Si l’on suppose maintenant que socialisme signifie acquisition d’une expérience donnée, alors celle qui a été acquise au cours de ces dernières cent années a été énorme. Surtout en Russie, où l’on commence seulement à en mesurer la portée. Aujourd’hui, la question est de savoir si CETTE expérience est suffisante ou non. Suffisante pour le monde et surtout pour l’Occident. Suffisante aussi pour la Russie. Allons-nous être capables d’en comprendre le sens ? Ou l’humanité va-t-elle devoir en endurer de plus grandes encore ?
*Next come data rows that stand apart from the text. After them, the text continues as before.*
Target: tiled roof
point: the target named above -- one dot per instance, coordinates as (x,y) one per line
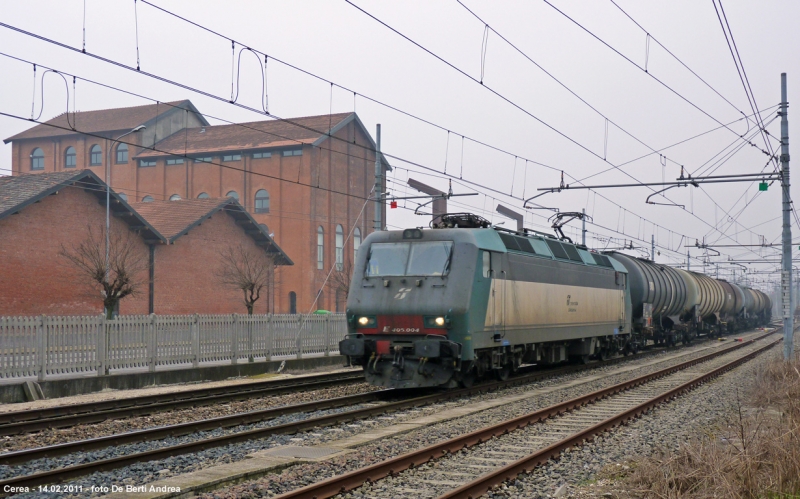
(20,190)
(244,136)
(174,219)
(102,120)
(171,218)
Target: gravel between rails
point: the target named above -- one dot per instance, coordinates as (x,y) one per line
(304,474)
(54,436)
(438,477)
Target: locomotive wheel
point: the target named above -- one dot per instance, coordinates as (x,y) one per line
(503,372)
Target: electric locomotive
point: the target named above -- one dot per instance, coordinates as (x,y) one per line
(447,306)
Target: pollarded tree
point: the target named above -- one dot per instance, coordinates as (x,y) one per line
(248,270)
(121,274)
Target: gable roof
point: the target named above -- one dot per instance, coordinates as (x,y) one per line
(174,219)
(308,130)
(242,136)
(20,191)
(104,120)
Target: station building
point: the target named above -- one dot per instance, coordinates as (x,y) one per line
(305,181)
(179,243)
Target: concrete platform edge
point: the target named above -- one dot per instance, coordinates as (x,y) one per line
(57,388)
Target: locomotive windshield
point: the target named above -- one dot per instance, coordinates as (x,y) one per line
(418,258)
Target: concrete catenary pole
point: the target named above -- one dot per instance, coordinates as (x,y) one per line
(653,247)
(583,227)
(786,274)
(378,180)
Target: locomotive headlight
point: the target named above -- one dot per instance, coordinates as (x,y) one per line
(366,321)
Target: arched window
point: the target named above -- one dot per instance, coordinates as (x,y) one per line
(37,159)
(122,154)
(70,159)
(95,156)
(262,201)
(356,242)
(339,248)
(320,248)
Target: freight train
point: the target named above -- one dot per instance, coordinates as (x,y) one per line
(450,305)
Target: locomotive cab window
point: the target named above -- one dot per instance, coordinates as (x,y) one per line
(429,258)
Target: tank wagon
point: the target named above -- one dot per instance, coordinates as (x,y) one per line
(450,305)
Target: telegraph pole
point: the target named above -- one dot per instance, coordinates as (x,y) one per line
(786,274)
(378,180)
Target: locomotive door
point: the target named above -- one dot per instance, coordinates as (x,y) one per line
(499,291)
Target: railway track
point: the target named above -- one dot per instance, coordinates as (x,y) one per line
(526,441)
(20,422)
(62,474)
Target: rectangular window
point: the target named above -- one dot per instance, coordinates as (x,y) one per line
(413,259)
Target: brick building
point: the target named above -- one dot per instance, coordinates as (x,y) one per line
(306,180)
(41,214)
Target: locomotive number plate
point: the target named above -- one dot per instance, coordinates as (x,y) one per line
(389,329)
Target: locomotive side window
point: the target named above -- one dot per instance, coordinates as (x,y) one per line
(418,258)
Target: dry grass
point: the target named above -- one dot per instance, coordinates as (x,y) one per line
(757,455)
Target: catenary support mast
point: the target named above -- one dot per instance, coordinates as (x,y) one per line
(786,274)
(378,180)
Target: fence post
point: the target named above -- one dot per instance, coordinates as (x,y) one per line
(299,341)
(152,344)
(195,332)
(41,347)
(235,340)
(102,347)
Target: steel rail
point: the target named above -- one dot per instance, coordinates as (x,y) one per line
(62,474)
(485,483)
(354,479)
(18,422)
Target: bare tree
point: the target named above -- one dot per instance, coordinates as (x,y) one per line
(247,270)
(121,276)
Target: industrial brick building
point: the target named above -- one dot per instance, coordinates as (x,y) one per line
(41,214)
(305,180)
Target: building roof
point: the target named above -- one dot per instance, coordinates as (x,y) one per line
(174,219)
(308,130)
(103,120)
(245,136)
(20,191)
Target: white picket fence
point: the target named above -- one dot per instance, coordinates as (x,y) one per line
(44,346)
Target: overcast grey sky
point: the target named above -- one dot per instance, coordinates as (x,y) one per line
(519,108)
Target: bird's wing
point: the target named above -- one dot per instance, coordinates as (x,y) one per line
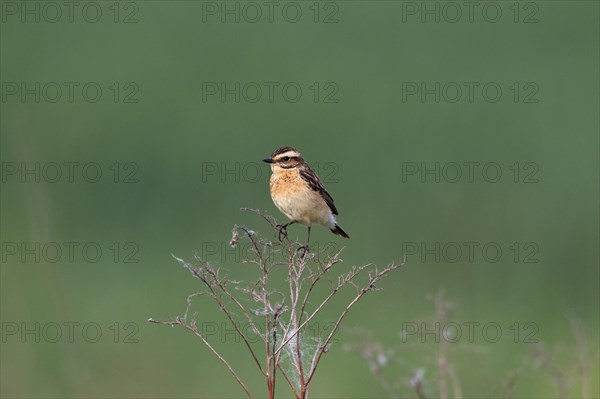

Même si les idéaux de l’Utopie doivent un jour se réaliser partout ici-bas, même si nous devons connaître le régime de la Cité du soleil, l’humanité SAURA trouver les forces nécessaires pour s’engager dans la voie de la liberté, pour sauver sa ressemblance à l’image divine, son individualité, et elle le saura précisément parce qu’elle aura vu l’abîme s’ouvrir devant elle. Mais CETTE expérience-LA suffira-t-elle à son tour ? Car la liberté de l’homme et de l’humanité est, ne l’oublions pas, ABSOLUE, elle signifie liberté de choix entre la vie et la mort.